AHMET VE HATİCE’NİN HAYATI
– Haklısın hanım. Sabır…Sabır…
Dedi yaşlı adam
– Derdi verende dermanı verir mutlaka. Bu da bizim imtihanımız. Sabredip dua etmemiz gerekiyor, elbet o da doğru yolu bulacaktır. Bundan eminim
– İnşallah bey, inşallah
Dedi eşi…
Ve sabah ezanı okunmaya başladı o an. Sabah ezanında çıkan ses tüm evde yankılanıyordu. Yaşlı karı koca kalkıp abdestlerini almak için banyoya doğru yürürken oğulları Ahmet’i oturma odasında sinirli bir şekilde yürürken gördüler. Ezan saatinde dua okunuyordu buna dayanamayıp alıp saati yere fırlattı.

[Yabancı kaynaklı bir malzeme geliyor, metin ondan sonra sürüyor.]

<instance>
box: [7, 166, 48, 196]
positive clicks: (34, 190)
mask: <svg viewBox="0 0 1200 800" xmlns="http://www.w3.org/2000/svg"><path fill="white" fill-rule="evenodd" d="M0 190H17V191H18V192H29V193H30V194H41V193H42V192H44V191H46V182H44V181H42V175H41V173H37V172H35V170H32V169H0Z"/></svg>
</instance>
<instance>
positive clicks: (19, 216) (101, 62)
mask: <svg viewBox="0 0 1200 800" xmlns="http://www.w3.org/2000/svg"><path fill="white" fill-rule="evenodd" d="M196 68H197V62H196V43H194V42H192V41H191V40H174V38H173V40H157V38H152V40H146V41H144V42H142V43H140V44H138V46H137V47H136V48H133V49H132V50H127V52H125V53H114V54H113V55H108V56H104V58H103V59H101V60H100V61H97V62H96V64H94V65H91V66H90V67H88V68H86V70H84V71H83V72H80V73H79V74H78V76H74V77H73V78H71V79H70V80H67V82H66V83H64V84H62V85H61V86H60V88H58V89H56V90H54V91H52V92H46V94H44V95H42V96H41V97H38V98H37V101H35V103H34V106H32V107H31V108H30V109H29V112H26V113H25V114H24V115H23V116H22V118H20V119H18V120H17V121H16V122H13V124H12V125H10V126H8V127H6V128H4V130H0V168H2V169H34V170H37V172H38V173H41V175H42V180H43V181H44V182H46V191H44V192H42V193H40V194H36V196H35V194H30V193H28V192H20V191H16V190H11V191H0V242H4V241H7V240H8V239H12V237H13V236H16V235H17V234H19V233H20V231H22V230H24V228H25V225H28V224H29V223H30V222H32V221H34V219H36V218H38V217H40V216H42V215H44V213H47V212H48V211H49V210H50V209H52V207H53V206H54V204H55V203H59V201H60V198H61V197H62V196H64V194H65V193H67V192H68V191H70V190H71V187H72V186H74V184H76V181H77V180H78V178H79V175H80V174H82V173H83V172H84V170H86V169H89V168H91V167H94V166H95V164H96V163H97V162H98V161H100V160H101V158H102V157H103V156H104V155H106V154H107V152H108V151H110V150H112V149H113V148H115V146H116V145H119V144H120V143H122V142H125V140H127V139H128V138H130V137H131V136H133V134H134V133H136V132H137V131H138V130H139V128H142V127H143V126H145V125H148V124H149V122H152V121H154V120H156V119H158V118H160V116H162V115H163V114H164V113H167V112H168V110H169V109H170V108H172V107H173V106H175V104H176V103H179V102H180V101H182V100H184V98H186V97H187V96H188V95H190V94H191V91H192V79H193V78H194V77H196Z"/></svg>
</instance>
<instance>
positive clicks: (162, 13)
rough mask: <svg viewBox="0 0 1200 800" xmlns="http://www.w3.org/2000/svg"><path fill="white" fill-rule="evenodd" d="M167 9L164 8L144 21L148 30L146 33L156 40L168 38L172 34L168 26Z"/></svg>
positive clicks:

Ayağı ile kırılan saatin üzerine tekrar basarken;
– Bi uyutmadınız yaa. Bu ne? Her sabah aynı, her sabah aynı . Yeter lan
Diye bağırıyordu.
Bunu gören babası ilk defa Ahmet’e sert bir tokat atmıştı.
– Sen ne yapıyorsun kendine gel. Kafir misin sen , kendine gel
Diyerek bağırdı
Tokatı yiyen Ahmet babasına el kaldırdı ve yaşlı adamı bir anda yerle bir etti.
– Bir daha bana dokun öldürürüm seni, anladın mı ihtiyar
Diye bağırdı
Hemen kocasının yanına giden kadın, kocasının o halini görünce dayanamadı ve ağlamaya başladı .
Yaşlı çift abdestlerini alarak birlikte Sabah Namazına durdular. Duayı birlikte yaptılar. Annenin yüreği o kadar yanmıştı ki, ellerini kaldırdı ve dua etmeye başladı;
– Allah’ım, sen oğluma akıl fikir ver. Biz baş edemiyoruz artık. Bize sabır ihsan eyle. Onun yüreğine de senin aşkını koy. Oğlumu bedeninden ruhuna kadar sana havale ediyorum Allah’ım
Kadın ve kocası bu dualardan sonra gözyaşları içinde kaldılar. Çok zor bir imtihandı onlar için.
Aradan 1 yıl geçmişti. Geçen zaman Ahmet’i düzeltmemiş hatta daha da kötü yola düşmeye başlamıştı. Birçok farklı kötülükler yapmaya başladı. Yine ve her gece sarhoş geliyordu. Eve kadın getirmeye başlamıştı. Hatta her gece başka başka kadınlar . Allah kelamı duyduğu anda sinirleniyordu. Yine bir akşam vaktiydi. Hristiyanlara özenen Ahmet sofrada otururken;
– Ben bi Alman kadın ile evleneceğim. Ona göre
Dediğinde, babasının boğazında bir düğüm oluştu. Kaşıkladığı çorbaydı ama o bile boğazına takılıp kalmıştı.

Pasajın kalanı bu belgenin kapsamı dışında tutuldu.